Reverse engineering IRIX: The beginning.
#11
RE: Reverse engineering IRIX: The beginning.
Hey Raion, here are some points to watch out for after taking a look at your code:


I tend to divide coding into two phases which get repeated iteratively until the code is complete.

Phase no. 1 is getting the main code path done. You will see there's always at least one code path which has to be executed most of the time. This would be your main code path/code line.

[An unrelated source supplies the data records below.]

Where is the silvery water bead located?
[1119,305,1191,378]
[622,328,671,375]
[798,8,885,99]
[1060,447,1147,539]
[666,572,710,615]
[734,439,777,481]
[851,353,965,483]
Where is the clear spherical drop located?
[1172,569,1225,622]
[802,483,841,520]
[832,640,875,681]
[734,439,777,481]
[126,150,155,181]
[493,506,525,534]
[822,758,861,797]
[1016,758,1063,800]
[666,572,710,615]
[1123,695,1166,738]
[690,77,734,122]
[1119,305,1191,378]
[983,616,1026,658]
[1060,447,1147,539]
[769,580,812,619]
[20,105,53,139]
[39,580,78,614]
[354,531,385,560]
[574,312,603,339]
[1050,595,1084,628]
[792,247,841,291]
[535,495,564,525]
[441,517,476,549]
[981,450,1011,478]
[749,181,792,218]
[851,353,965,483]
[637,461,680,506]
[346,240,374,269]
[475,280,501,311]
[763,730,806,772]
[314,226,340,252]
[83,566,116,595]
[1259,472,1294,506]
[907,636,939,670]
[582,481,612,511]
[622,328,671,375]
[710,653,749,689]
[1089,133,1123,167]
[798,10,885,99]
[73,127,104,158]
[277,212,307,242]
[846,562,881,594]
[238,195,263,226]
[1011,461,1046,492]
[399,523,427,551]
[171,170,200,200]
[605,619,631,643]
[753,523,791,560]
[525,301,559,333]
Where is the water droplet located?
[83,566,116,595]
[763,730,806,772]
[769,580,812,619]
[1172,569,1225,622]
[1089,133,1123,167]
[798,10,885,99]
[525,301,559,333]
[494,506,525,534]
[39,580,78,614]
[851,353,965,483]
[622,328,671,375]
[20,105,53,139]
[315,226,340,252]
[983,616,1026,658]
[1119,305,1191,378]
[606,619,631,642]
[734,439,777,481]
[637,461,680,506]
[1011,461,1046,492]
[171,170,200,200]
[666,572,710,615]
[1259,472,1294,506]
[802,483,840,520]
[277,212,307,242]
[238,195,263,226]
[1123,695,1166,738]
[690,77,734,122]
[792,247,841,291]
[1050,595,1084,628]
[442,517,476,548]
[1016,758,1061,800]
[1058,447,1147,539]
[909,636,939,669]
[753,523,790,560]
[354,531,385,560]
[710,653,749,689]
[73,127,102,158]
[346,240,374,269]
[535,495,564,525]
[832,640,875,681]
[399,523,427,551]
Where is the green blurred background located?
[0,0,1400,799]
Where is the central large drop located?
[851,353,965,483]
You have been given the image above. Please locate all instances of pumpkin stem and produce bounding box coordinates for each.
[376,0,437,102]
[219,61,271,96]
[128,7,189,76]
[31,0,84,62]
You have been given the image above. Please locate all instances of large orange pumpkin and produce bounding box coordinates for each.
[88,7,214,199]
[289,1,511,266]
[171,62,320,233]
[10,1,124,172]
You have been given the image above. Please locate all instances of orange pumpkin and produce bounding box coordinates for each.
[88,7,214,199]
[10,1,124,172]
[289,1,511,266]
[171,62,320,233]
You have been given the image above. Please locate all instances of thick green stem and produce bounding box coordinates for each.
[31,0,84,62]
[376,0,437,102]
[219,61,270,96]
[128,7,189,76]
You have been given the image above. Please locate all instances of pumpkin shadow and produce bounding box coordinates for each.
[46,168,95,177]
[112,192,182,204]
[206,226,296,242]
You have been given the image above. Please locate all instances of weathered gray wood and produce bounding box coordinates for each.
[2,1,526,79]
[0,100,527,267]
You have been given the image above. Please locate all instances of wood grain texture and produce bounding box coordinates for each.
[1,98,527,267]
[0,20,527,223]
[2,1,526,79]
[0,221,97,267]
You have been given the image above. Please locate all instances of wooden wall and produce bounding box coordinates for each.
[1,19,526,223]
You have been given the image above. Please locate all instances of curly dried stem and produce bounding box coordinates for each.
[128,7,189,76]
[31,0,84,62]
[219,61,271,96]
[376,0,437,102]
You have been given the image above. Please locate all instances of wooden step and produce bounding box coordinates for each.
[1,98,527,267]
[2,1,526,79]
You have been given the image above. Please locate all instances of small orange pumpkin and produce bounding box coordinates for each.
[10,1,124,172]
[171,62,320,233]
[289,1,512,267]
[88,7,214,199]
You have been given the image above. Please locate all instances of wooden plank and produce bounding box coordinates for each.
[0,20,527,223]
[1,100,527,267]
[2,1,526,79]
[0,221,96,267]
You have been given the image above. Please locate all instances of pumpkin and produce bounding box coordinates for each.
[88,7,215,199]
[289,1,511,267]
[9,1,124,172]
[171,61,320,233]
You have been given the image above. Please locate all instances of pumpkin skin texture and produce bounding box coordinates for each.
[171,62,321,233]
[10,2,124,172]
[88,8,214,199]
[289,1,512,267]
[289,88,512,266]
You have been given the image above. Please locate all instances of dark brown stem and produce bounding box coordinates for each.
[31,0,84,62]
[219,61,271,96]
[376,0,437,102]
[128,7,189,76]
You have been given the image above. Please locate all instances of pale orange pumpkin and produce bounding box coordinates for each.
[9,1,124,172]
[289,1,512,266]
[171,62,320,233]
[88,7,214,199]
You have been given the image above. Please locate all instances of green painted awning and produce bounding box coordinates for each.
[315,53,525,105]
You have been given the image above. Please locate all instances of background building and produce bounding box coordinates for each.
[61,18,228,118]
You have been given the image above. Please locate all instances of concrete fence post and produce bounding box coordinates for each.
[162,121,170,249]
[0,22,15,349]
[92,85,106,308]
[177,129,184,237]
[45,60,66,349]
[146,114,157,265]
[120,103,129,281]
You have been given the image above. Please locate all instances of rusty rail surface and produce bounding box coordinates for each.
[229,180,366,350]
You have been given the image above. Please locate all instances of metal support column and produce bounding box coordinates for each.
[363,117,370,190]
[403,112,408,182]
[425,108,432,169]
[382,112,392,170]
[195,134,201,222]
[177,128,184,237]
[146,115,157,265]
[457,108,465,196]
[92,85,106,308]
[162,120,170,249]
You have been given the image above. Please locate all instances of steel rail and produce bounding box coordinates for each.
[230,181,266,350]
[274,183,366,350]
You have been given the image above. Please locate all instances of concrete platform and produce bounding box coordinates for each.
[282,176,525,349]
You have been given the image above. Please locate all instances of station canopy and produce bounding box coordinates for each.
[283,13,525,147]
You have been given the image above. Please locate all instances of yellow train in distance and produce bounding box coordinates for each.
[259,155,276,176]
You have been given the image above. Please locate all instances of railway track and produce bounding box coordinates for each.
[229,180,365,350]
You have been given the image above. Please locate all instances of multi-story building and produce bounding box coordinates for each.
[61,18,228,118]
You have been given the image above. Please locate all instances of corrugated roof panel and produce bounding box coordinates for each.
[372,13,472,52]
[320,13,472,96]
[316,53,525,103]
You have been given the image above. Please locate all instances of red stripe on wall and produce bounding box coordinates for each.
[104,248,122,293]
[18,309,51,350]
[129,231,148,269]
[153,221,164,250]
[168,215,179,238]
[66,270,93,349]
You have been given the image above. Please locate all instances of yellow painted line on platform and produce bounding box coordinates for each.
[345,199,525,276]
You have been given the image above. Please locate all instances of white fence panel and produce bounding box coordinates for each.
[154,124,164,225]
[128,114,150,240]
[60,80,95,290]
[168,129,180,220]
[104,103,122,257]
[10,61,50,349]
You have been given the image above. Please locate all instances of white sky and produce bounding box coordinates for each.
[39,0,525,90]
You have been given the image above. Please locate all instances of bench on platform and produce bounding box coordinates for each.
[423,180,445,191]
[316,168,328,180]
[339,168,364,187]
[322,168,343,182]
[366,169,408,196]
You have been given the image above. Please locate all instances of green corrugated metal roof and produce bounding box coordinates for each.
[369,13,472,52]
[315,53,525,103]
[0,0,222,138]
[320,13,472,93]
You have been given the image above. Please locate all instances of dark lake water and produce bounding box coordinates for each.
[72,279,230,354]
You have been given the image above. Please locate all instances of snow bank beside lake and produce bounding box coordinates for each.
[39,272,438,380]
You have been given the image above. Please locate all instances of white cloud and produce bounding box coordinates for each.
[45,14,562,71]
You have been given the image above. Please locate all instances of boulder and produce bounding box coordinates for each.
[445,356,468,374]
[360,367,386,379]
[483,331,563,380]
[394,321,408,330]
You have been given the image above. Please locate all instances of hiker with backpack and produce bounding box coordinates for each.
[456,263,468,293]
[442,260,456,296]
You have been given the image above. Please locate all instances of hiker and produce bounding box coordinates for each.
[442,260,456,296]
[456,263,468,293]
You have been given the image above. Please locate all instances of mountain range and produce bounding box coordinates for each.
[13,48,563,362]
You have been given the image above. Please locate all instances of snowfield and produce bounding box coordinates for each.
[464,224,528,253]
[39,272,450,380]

Phase no. 2 is adding secondary code paths like error/exception handling, securing code, adjusting style aspects and commenting code.

In abstract:

while (CODE_INCOMPLETE)
{
phase_no1();
phase_no2();
}


Once you get your main line of code working, start completing the code with the different error/exception handling paths. Since you are starting as a developer, don't repeat the same mistakes others already did:

Code without error handling (i.e. code that just works for some cases) is __incomplete__ code. It is tedious to add. Yes. But necessary to get correct code, not just working code (i.e. only main code path).


Code:
fam.cpp:115:

snprintf(msg, sizeof(msg),"%c%d %d %d %s\n", code, reqnum, getuid(), groups[0],
filename);
msg2 = msg + strlen(msg) + 1;


Take above code as an example. You would read through man snprintf and add the corresponding if's or switch's to handle all possible return values.

From IRIX's man snprintf:


if (snprintf() == EXPECTED_NUM)
{
// Main code line
}
else if (... < 0)
{
// Error/exception code line
}


This would be error/exception handling.

And since we are at it: you'll see in the above code that you need the return value from snprintf() to evaluate it in more than one case. At least two approaches can help you here:

ret and if:

1. ret = snprintf();

if (ret == EXPECTED_NUM)
{
}
else if (ret < 0)
{
}


2. switching out

switch (snprintf())
{
case EXPECTED_NUM: ...
default:
        // < 0 case
}


Okay, so now the code is handled in all possible paths, which makes it robust, more stable, and complete. What else can be done? Securing it.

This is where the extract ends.